When is it safe to block in an Akka 2 actor? - akka

I know that it is not recommended to block in the receive method of an actor, but I believe it can be done (as long as it is not done in too many actors at once).
This post suggests blocking in preStart as one way to solve a problem, so presumably blocking in preStart is safe.
However, I tried to block in preRestart (not preStart) and everything seemed to just hang - no more messages were logged as received.
Also, in cases where it is not safe to block, what is a safe alternative?

It's relatively safe to block in receive when:
the number of blocked actors in total is much smaller than the number of total worker threads. By default there are ten worker threads, so 1-2 blocked actors are fine
blocking actor has its own, dedicated dispatcher (thread pool). Other actors are not affected
When it's not safe to block, good alternative is to... not block ;-).

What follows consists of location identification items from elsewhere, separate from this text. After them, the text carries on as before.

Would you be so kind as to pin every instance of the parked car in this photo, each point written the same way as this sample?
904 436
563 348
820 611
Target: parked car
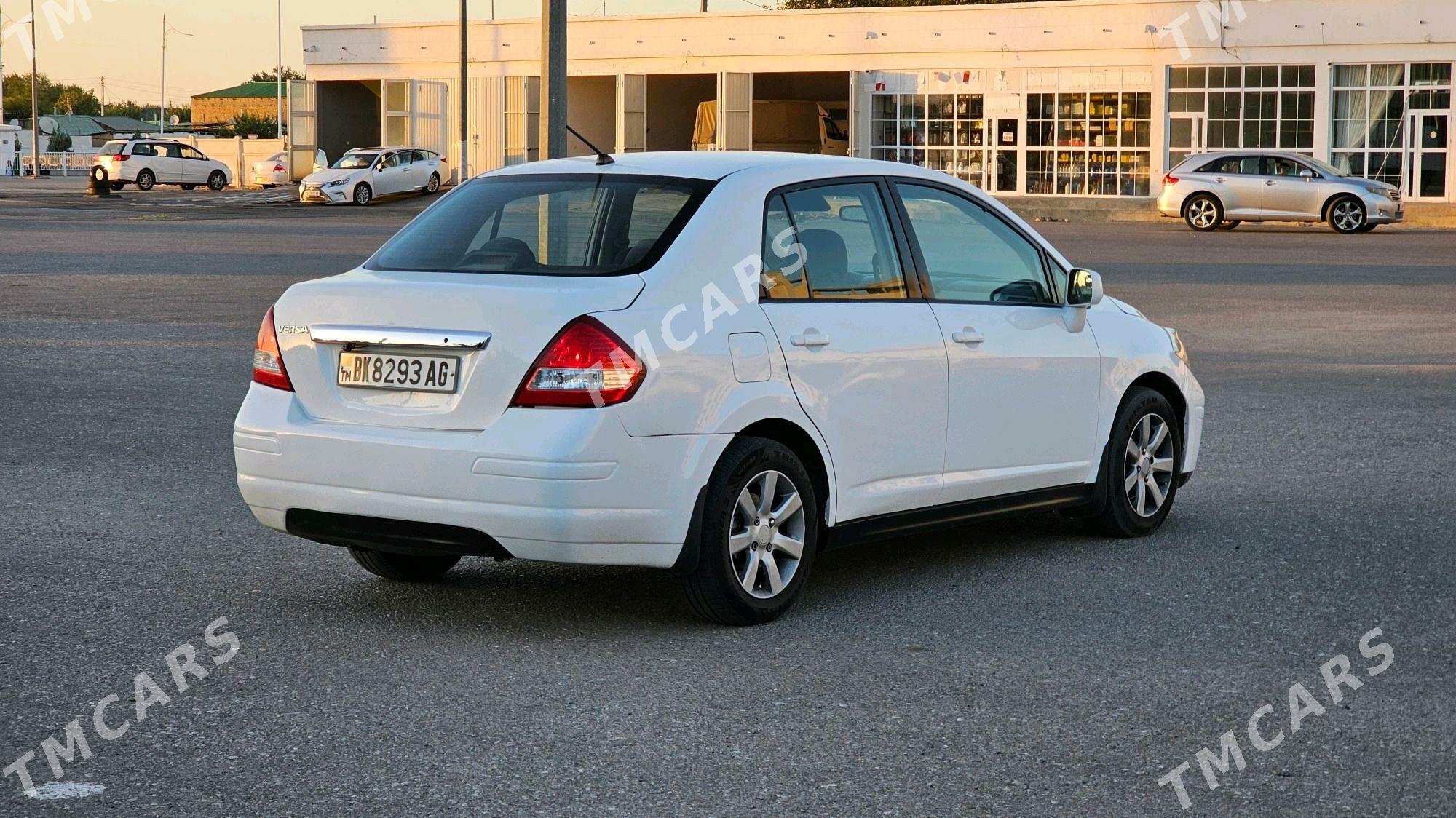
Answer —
1219 191
154 162
363 174
823 350
273 171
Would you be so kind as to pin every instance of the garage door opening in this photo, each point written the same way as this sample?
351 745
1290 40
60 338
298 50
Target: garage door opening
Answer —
802 113
672 108
349 117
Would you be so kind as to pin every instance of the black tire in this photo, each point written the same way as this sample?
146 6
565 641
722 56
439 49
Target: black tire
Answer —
1120 516
714 589
1203 213
1348 216
404 568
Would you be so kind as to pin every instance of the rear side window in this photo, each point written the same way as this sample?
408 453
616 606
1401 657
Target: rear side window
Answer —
848 248
1234 167
558 225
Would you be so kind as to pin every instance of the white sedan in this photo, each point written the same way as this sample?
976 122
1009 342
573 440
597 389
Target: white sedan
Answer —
710 363
363 174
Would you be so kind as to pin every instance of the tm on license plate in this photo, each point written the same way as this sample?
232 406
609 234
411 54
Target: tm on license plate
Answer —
413 373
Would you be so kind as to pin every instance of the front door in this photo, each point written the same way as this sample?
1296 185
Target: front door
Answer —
1428 175
1024 369
867 363
1186 138
1005 167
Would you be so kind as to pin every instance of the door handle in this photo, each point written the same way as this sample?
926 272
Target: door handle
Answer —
968 337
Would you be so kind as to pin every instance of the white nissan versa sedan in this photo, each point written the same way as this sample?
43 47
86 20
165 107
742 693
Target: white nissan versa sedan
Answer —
711 363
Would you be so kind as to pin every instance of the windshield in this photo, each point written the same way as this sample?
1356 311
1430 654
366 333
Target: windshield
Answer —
352 161
547 225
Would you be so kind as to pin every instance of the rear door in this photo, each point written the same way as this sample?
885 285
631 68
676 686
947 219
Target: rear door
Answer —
866 360
1024 372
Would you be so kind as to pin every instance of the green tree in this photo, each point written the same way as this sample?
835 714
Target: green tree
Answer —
273 76
60 142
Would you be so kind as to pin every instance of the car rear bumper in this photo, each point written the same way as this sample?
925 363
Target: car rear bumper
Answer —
560 485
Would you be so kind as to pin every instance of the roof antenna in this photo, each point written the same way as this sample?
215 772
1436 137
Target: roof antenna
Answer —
602 158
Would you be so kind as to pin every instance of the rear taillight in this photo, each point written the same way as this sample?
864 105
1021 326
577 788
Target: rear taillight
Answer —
267 359
585 366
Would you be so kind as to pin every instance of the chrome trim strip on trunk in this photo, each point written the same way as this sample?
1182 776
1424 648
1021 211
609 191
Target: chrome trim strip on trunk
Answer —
352 337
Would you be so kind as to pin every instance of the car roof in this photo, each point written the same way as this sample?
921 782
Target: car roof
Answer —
711 164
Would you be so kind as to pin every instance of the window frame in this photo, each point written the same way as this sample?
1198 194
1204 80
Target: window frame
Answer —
912 283
924 274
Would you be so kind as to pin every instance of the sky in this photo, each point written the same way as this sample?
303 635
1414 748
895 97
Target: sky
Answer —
231 39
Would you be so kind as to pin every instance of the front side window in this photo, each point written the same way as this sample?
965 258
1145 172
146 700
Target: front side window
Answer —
557 225
847 244
1234 167
355 161
969 254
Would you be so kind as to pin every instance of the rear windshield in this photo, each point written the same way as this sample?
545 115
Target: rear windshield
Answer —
539 225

If you are working with legacy API that is inherently blocking you can either have a separate thread pool maintained inside some actor (feels wrong) or use approach 2. above - dedicate few threads to a subset of actors that need to block.

Never ever block an actor.
If your actor is part of an actor hierarchy (and it should be), the actor system is not able to stop it.
The actor's life-cycle (supervision, watchig etc.) is done by messaging.
Stopping a parent actor of a blocking child will not work.
Maybe there are ways to couple the blocking condition with the actor's lifecycle.
But this would lead to overload of complications and bad-style.
So, the best way is to do the blocking part outside of that actor.
E.g. you could run the blocking code via an executor service in a separate thread.

Related

Is it possible to prioritize (give a priority) to specific Akka's Actor?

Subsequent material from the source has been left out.